Bevor die Lebzelter das Gewerbe in größerem Stil betrieben, war das Backen von Lebkuchen jedoch vor allem eine Angelegenheit der Klöster, denn die heilkundigen Mönche hatten die Gewürze und zahlreiche Kräuter als Heilmittel zur Verfügung, so Annette Hillringhaus. So waren sie anfänglich diejenigen, die aus den Gewürzen und Heilkräutern auch stärkende und gesundheitsfördernde Lebkuchen herstellten. Hillringhaus zufolge wurden Lebkuchen beispielsweise in den vergangenen Jahrhunderten bei Magenbeschwerden verabreicht. Sie wurden auch nicht nur als Gebäck verzehrt, sondern man raspelte sie manchmal, wie Semmelbrösel, und würzte Gerichte, etwa Soßen, damit.

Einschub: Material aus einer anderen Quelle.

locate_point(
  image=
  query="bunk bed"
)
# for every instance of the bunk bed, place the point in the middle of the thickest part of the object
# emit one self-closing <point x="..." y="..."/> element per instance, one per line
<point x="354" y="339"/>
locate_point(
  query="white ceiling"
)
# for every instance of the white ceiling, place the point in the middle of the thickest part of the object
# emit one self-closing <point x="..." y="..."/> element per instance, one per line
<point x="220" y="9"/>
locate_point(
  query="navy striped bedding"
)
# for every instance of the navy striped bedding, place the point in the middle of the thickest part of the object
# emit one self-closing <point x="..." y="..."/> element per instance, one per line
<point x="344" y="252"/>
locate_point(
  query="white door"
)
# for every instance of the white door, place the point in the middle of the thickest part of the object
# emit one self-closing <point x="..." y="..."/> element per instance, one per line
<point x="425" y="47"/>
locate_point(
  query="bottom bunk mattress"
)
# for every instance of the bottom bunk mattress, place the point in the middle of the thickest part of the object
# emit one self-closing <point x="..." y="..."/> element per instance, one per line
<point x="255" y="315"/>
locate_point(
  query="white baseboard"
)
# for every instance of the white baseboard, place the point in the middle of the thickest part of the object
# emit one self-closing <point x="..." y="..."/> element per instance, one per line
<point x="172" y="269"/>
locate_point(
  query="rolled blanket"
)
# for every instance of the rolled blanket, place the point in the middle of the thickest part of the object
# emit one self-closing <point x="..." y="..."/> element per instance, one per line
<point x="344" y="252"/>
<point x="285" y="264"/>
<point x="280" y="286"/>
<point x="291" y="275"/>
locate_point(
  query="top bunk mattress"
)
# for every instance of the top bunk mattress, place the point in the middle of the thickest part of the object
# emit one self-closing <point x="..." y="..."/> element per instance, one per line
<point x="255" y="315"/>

Lebkuchen als (vor-)weihnachtliches Gebäck
Mittlerweile gingen die einstmals gesunden Lebkuchen den Weg der industriellen Herstellung und entwickelten sich zur süßen Leckerei. Nicht nur Supermarktlebkuchen, sondern auch Spezialitäten wie Nürnberger Lebkuchen, die nur im Stadtgebiet Nürnberg hergestellt werden dürfen, werden nur noch von wenigen Lebküchnern in Handarbeit hergestellt. Allerdings schreiben für bestimmte Sorten, wie etwa die Elisenlebkuchen, lebensmittelrechtliche Regeln vor, was sie enthalten dürfen und wer zuhause bäckt, kann seine Lebkuchen ohnehin mit feinen Zutaten und Gewürzen wie Piment, Nelken, Kardamom backen. Da die Beschaffung der Gewürze heute nicht mehr so beschwerlich ist wie einstmals, gelten Lebkuchen nicht mehr als etwas so Besonderes wie früher, als es sich nur Wenige leisten konnten, gelegentlich, etwa auf Jahrmärkten und Volksfesten, Lebkuchen zu kaufen. Mittlerweile gibt es dort das süße Gebäck fast nur noch in Herzform. Seit wann das so ist, kann laut Hillringhaus so pauschal nicht beantwortet werden. Früher hatten die Volksfest-Lebkuchen unterschiedliche Formen, das in der volkskundlichen Symbolik nach wie vor für die Liebe stehende Herz hat sich jedoch durchgesetzt.
Der Lebkuchengenuss speziell in der (Vor-)Weihnachtszeit ist dagegen, wie Annette Hillringhaus meint, „über den Daumen gepeilt erst seit etwa 150 Jahren“ üblich, denn im 19. Jahrhundert entdeckte das städtische Bürgertum Weihnachten für sich und die Familie. Dazu gehörte auch, dass man zuhause buk und sich zu diesen besonderen Festtagen die Gewürze für die Lebkuchen leistete. Ein paar weitere Komponenten, etwa die Herstellung betreffend, ließen die Vorweihnachtszeit zusätzlich besonders geeignet erscheinen. So kam es also dazu, dass die Menschen, auch wenn man Lebkuchen das ganze Jahr über kaufen kann, zu Weihnachten besonders gerne in die Lebkuchenschale greifen.